Okay, let me get a handle on this. The FDA grants GRAS (Generally Recognized As Safe) status to every chemical additive and preservative that comes down the pike because the “scientists” and “experts” hired by food processing companies say it's okay to lace our food with potentially carcinogenic substances. But when science – and centuries of experience – says that using wood to age cheese is a safe and common practice, the FDA gets their panties in a wad and bans it.

I'm sure the folks at Kraft were dancing a big happy dance. “Oh, boy, oh, boy! Our hand picked government stooges just handed us the entire cheese manufacturing business on a polystyrene cheese board. No more pesky artisan cheesemakers to cut into our profits. Oh, boy, oh, boy!”

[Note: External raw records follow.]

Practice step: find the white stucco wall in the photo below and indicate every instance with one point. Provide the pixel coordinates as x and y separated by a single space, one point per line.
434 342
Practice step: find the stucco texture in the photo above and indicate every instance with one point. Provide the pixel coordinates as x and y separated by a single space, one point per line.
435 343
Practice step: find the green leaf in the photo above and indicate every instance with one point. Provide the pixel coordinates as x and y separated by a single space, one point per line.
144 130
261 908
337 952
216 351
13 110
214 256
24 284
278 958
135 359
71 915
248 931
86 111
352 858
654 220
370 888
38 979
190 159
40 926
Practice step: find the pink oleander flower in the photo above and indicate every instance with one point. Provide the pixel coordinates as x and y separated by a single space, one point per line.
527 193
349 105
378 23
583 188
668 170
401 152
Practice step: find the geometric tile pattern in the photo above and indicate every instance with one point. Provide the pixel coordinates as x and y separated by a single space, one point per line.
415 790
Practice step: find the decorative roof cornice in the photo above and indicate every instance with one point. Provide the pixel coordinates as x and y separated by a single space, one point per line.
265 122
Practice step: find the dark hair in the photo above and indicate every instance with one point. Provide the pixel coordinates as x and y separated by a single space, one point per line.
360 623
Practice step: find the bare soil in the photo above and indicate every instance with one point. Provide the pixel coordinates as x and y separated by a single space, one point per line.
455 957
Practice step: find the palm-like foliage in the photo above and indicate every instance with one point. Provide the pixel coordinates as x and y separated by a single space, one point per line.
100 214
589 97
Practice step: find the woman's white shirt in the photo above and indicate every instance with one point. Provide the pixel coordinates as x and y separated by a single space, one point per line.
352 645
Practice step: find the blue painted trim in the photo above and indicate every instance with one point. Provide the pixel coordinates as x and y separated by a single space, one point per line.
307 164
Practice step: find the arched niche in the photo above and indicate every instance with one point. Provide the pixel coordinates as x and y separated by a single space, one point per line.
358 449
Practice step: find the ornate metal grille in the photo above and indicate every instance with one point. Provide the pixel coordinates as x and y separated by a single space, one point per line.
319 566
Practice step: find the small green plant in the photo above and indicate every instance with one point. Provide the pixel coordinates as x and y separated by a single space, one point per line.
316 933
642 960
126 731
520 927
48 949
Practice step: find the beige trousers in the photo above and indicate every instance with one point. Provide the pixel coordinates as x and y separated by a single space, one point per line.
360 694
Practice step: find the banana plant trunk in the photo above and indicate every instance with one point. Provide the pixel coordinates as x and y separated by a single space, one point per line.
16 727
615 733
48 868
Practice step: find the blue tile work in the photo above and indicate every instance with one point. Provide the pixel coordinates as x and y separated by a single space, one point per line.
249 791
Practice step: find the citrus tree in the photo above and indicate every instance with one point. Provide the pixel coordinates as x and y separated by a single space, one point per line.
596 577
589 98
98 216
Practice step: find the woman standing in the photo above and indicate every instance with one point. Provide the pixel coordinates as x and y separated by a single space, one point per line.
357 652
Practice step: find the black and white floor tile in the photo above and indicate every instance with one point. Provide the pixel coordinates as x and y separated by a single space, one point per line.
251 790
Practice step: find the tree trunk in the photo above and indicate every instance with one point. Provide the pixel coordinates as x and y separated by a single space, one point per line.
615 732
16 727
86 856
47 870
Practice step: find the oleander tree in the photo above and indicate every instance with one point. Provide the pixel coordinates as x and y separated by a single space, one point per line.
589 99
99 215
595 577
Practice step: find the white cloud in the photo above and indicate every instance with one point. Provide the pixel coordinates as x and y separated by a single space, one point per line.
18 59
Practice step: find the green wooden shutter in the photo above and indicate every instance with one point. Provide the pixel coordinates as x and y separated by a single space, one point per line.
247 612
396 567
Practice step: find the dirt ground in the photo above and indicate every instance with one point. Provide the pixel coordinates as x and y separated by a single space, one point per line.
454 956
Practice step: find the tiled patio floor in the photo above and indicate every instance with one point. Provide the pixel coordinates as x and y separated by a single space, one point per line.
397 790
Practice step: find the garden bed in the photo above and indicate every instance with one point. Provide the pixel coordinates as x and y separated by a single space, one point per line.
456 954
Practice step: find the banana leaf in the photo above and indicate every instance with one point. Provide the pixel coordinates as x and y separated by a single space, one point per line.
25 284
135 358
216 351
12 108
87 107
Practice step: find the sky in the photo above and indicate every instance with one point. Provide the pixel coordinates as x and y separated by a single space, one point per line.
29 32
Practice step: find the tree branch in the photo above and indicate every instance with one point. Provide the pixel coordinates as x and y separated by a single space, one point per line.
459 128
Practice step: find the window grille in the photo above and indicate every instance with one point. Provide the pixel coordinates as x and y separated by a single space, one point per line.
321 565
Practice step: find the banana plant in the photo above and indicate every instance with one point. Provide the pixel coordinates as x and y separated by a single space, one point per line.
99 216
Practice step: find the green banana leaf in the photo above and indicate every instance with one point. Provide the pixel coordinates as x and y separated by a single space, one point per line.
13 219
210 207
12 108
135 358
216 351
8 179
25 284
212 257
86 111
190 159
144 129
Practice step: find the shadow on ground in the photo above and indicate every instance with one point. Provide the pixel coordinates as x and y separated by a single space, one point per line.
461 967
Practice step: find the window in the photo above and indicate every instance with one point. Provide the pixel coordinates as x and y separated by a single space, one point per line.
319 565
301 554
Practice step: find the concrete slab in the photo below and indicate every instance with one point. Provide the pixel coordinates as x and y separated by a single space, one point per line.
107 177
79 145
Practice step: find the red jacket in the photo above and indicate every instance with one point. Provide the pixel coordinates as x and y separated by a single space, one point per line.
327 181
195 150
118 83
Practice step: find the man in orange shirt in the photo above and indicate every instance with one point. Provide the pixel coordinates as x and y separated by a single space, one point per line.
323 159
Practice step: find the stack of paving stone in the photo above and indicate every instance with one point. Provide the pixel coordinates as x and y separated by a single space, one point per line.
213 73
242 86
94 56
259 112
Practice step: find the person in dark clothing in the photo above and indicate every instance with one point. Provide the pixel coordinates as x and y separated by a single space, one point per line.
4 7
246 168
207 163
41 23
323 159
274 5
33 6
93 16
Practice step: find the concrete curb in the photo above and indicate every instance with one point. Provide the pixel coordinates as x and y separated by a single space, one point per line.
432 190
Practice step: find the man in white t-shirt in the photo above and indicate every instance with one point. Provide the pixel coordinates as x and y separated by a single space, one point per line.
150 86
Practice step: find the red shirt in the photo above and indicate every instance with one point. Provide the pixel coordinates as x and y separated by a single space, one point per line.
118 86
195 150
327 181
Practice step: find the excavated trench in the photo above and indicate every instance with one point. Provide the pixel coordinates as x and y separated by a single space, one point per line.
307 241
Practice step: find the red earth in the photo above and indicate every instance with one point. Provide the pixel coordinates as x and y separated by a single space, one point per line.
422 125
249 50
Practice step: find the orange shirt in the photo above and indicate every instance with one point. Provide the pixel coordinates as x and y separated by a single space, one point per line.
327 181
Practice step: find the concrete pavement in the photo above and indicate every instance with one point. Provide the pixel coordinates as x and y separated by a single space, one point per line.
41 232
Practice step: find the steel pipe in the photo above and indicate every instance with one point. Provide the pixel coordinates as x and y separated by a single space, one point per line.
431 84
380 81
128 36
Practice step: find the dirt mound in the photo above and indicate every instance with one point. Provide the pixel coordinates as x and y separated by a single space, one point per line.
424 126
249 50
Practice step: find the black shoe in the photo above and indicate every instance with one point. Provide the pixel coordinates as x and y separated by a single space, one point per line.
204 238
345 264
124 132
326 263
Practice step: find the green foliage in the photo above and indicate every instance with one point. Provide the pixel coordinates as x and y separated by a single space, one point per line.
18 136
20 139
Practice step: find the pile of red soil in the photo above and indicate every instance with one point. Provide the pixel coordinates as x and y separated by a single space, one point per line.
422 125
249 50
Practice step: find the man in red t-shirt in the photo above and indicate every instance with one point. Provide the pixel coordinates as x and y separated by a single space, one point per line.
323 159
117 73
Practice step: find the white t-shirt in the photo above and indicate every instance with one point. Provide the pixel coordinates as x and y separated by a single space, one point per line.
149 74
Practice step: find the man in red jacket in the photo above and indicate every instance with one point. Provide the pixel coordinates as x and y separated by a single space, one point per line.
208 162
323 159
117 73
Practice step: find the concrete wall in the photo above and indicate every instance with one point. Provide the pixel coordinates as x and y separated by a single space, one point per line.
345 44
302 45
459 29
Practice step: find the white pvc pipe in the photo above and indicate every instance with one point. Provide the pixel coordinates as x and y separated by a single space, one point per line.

But their celebration was short-lived, as was the FDA's moronic ban. In the first place, the agency did not present the issue for discussion and comment as it usually does in these cases. Nope. They just cited the Food Safety Modernization Act signed into law by President Obama in January of 2011 and issued their little fiat sine die. That arbitrary action hurled the gauntlet into the faces of the artisan cheese industry worldwide, because not only were American cheesemakers being affected, but traditional European artisans would likely have been subject to the ban as well. And the petitions started flying as the online world came alive in protest. Cheesemakers and cheese lovers from Azusa to Zanzibar started flooding the blogosphere and the Twitterverse with outrage. They overloaded the phone lines and e-mail boxes at the FDA and even demanded the White House take action on the matter.

Not surprisingly, it took exactly one day for the looney-tunes in charge to back away from their ill-advised effort. In fact, they backed away so fast and so far as to have denied ever issuing the original statement in the first place:

The FDA does not have a new policy banning the use of wooden shelves in cheese-making, nor is there any FSMA requirement in effect that addresses this issue. Moreover, the FDA has not taken any enforcement action based solely on the use of wooden shelves.

In the interest of public health, the FDA’s current regulations state that utensils and other surfaces that contact food must be “adequately cleanable” and properly maintained. Historically, the FDA has expressed concern about whether wood meets this requirement and has noted these concerns in inspectional findings. FDA is always open to evidence that shows that wood can be safely used for specific purposes, such as aging cheese.

The FDA will engage with the artisanal cheese-making community to determine whether certain types of cheeses can safely be made by aging them on wooden shelving.”

Ah-ha! NOW they're going to “engage with the artisanal cheese-making community.” Yes, after having their asses handed to them, I imagine they would. When Jonathan Swift and John Kennedy Toole wrote about confederacies of dunces, they must have had the FDA in mind.

The upside of this whole debacle is that people are finding their voices and making them heard. The days of blindly trusting government agencies to safeguard our best interests are waning. People are finally figuring out that politicians and bureaucrats exist solely to make more politicians and bureaucrats who feed and grow upon the largesse of lobbyists and special interest groups. Unless the “little people” put their faces in the faces of these Brobdingnagian plutocrats, they have no faces, and until their whispers become roars, they have no voices. “Pink slime” got attention and the attention got results. Yellow 5 and Yellow 6 got attention and the attention got results. Azodicarbonamide got attention and the attention got results. But people have to be aware and they have to be informed and they have to act in their own self-interest because the days of the government acting in their interest are gone, if they ever existed at all.

In the meantime, artisan cheese producers need to keep on their toes. The FDA will not take this humiliation lightly and will likely start looking for back doors and shortcuts to achieve their purposes. Something or somebody got them riled up in the first place and, while they may have backed away on this issue for the time being, I doubt they've backed down.